Savvy self-marketers, the members had established their respective brands via their wildly popular individual YouTube clips before unveiling their debut single or even launching the band officially. Described best (by me) as possessing Slash-meets-Suzi sensibilities that collide at an Ann Wilson pool party, Formica is a formidable force — a point proven (worldwide) when she appeared on The Voice in 2019. Perron’s surgical shredding ability on (seemingly) anything from Van Halen to Chon is masterful, while Colucci has recreated (almost effortlessly) the most complex TOOL compositions and Rush classics. Although that all certainly makes for a captivating lunch hour spent perusing the latest online phenom clips, it hardly validates Plush as a band. Can they write? Heck, can they even play — together? Well, as they say, “the proof is in the pudding.” And if their debut single, “Hate,” is any indication, the answer is a resounding, “YES!”
Dropping at all digital platforms on February 9, 2021 (via Pavement Entertainment), the track drips with arena-caliber allure and smacks of Halestorm-inspired guts and glory. Ironically, it was Halestorm vocalist/guitarist, Lzzy Hale, who assisted her friend, Formica, in finding Perron by placing “Guitarist Wanted” posts on her various personal social media platforms in 2020.
Of the group’s lead-off single, Formica says, “It’s about somebody who broke my heart in a very bad way.

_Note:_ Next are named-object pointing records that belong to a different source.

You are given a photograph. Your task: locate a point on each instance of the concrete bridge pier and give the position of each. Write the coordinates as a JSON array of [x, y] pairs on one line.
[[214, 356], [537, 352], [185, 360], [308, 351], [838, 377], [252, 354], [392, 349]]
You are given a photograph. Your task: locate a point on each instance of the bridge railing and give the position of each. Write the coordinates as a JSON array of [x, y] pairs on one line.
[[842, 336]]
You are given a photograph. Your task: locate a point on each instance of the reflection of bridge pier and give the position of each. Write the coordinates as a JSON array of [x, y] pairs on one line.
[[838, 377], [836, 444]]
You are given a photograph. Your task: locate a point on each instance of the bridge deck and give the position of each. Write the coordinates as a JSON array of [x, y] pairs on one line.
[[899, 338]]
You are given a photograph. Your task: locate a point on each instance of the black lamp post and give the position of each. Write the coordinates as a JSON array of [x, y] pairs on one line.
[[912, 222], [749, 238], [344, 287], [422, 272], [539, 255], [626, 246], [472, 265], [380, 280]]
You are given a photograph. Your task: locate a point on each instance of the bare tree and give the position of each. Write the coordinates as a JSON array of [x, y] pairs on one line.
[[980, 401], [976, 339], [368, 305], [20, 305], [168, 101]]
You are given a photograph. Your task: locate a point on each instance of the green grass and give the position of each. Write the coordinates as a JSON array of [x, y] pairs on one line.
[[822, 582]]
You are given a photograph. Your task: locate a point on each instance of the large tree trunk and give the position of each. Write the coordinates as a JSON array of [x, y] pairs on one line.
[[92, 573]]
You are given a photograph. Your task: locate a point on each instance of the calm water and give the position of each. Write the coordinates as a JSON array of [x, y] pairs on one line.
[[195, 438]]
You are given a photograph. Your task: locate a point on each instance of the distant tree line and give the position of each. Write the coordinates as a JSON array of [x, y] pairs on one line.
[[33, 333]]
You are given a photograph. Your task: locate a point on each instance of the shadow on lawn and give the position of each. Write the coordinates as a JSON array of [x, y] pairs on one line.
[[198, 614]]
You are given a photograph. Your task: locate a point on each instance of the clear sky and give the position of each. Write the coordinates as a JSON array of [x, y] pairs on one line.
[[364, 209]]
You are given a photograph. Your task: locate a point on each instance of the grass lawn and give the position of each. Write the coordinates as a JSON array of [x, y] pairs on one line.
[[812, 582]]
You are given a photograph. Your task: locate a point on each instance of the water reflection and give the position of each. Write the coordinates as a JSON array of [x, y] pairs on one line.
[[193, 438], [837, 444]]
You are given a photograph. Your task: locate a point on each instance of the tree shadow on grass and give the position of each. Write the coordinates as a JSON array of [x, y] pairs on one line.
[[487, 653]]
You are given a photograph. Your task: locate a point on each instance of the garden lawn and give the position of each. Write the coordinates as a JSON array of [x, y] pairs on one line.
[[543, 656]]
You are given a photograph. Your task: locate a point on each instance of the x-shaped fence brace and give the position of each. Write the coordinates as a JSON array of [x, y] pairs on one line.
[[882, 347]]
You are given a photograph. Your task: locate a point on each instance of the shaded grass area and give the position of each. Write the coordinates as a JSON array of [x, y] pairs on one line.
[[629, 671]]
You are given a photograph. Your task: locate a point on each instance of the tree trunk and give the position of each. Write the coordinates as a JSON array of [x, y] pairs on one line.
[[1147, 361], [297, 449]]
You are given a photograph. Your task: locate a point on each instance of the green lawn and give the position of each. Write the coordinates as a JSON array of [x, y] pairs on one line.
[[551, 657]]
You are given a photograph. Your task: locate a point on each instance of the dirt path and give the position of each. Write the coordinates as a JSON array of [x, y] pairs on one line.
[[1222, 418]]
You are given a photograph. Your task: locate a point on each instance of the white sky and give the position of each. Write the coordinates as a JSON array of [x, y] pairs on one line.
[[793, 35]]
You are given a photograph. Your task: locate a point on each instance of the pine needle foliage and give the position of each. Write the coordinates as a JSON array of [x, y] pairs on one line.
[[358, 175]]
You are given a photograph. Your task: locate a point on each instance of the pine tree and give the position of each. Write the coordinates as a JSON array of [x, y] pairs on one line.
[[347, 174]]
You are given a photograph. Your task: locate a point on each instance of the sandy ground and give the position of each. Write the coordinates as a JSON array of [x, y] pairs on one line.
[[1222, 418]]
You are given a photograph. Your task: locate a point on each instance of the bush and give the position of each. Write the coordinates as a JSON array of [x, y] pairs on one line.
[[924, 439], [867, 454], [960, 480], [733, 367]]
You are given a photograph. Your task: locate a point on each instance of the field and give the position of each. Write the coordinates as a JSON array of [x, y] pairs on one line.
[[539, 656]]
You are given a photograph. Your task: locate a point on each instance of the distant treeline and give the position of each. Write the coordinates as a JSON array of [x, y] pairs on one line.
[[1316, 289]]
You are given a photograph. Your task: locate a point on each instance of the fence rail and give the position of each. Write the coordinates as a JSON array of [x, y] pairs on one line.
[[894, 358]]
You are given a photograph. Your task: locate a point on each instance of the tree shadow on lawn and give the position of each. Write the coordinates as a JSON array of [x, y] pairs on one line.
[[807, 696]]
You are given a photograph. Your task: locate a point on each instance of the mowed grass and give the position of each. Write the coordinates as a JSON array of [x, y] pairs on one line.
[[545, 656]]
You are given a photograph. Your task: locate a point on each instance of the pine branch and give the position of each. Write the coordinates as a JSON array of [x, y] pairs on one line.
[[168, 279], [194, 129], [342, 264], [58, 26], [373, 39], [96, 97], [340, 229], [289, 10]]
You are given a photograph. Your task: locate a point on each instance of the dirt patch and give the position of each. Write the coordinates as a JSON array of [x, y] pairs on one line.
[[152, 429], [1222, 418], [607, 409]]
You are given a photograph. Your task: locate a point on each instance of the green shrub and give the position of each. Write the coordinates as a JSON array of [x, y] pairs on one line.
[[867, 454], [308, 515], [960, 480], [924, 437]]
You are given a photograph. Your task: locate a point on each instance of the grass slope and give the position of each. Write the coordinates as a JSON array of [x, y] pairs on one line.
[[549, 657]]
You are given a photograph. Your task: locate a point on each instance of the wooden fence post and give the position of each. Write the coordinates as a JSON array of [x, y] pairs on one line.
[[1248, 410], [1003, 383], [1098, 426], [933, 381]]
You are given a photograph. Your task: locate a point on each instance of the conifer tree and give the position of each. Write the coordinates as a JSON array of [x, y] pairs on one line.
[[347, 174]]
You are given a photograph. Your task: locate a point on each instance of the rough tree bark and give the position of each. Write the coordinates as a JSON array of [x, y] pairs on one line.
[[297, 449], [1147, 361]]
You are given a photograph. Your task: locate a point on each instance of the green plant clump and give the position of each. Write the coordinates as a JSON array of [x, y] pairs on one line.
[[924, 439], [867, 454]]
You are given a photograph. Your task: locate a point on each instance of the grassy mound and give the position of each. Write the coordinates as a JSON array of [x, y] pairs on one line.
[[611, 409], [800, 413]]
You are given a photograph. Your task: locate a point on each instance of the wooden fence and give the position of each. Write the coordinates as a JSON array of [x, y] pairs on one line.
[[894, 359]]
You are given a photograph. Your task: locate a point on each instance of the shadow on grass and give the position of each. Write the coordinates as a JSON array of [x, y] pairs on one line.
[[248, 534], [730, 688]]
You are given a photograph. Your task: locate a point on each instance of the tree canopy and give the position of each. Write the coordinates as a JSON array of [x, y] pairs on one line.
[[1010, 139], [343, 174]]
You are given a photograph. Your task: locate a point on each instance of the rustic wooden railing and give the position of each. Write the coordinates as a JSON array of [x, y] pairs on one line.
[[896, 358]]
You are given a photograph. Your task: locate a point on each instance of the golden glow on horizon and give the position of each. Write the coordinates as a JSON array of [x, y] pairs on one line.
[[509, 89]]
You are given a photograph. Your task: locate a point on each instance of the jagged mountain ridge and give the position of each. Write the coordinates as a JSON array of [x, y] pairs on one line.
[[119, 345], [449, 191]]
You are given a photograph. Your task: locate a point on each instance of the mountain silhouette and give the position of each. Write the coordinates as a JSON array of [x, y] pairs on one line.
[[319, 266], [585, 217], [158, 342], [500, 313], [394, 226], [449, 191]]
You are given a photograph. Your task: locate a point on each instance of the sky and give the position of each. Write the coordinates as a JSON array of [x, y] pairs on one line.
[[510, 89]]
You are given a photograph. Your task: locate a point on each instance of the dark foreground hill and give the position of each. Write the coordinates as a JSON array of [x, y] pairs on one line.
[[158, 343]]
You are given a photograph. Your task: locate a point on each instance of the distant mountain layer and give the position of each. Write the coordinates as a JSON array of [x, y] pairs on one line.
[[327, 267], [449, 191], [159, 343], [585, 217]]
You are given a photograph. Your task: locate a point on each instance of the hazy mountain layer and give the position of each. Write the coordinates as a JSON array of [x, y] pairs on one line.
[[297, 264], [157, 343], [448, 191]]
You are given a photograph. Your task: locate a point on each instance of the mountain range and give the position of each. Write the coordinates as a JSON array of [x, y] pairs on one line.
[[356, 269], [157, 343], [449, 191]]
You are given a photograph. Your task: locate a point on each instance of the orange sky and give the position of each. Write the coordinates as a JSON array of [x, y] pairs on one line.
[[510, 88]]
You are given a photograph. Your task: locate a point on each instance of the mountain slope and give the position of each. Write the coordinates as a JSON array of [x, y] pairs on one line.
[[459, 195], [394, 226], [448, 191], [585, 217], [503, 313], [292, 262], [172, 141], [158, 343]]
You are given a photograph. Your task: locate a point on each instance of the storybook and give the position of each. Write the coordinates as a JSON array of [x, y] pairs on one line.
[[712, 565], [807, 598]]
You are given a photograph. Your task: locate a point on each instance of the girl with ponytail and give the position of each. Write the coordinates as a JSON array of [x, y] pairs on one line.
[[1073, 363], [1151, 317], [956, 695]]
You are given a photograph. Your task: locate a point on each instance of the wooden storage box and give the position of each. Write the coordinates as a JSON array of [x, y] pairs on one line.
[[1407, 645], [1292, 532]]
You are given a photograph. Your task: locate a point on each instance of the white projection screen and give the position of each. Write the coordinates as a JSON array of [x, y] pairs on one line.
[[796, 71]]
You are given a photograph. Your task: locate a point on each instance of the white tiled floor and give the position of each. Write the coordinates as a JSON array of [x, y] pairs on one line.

I was just so angry and sad, but I couldn’t bring myself to actually say ‘I hated you’ to that person, because the truth is I really, really loved that person, and I just hated that I loved them.”
It’s a common current tragedy — a fresh-faced, talented young female rock ensemble makes their initial splash. Two years later, they’ve been transformed into either auto-tuned pop-tarts, spewing soulless swill, or self-righteous counterculture preachers sporting green crew cuts, armpit foliage and pierced septums. If Plush has the balls to be themselves and not “bow” to the “machine,” they could have a significant long-game effect on the modern rock landscape.
In sum, the debut Plush single is impressive, indeed. The band is solid and their future is potentially unlimited.